Thirteen TBS instructors finished a two-week course in late May, where they learned how to operate, maintain and integrate the RQ-11B Raven small unmanned aircraft system (UAS) into their upcoming basic school curriculum. The course, held at Marine Corps Base Quantico in Virginia, was was led by a team from Naval Air Station Patuxent River known as the Navy and Marine Corps Small Tactical Unmanned Aircraft Systems (PMA-263) Training and Logistics Support Activity (TALSA).
Marine Corps Maj. Justin Betz, TBS air officer, anticipates integrating Raven UAS instruction into the basic officer courses beginning later this year. The current TBS curriculum does not include small UAS training or instruction.
“By teaching and training this at the first school new Marine officers attend, they will take this knowledge and develop new tactics, techniques and procedures earlier on in their careers, helping the Group 1 UAS program grow within the Marine Corps,” Betz said.

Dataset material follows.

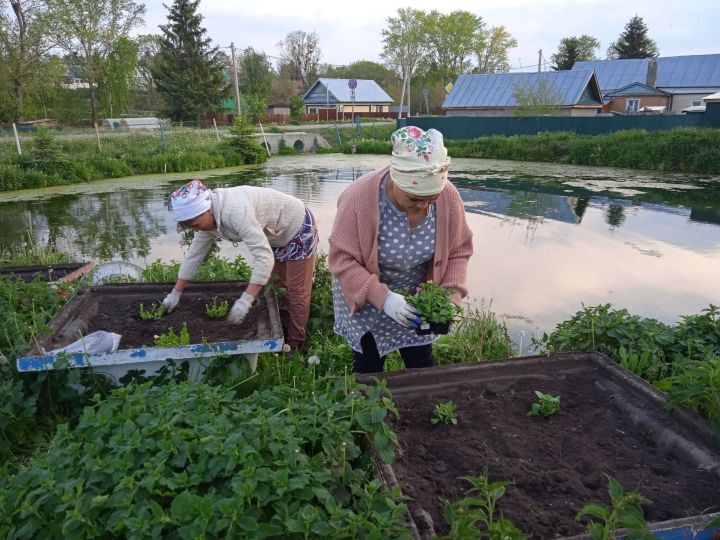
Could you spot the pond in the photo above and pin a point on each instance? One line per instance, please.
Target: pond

The Raven, RQ-12A Wasp and RQ-20A Puma make up PMA-263’s Group 1 portfolio, which are categorized as unmanned aircraft weighing less than 20 pounds. They can be hand-launched and provide intelligence, surveillance, reconnaissance (ISR) and target acquisition to the warfighter on the ground.
Maj. Peter Fukushima, Warfighting Marine Air-Ground Task Force (MAGTF) section head who will be overseeing the use of Group 1 training at TBS, said classroom instruction will be incorporated into the aviation courses that are already provided and then phase in field exercises using the cadre of 13 instructors to operate the systems.
The curriculum will train Marine officers to utilize the capabilities that Group 1 UAS bring to the task force and incorporate that into their mission planning and considerations.
The Marine Corps currently uses small UAS, but they are not a widely known resource at this point. Betz said with their main focus being Expeditionary Force 21, a recently released 10-year road map emphasizing the mobile nature of the Marine Corps, Marines will need light weight, back-packable, multi-mission small UAS to meet the challenges associated with operating in small units with limited lift and transportation equipment.
“The advantage of Group 1 UAS is that they are lightweight and easily transported by Marines in small units while on foot or mobile patrols,” Betz said. “Instead of relying on the Marine Air Wings, which have traditionally provided ISR with larger-sized UAS, units can have in-house trained Marines that are mobile and still have the ability for airborne ISR.”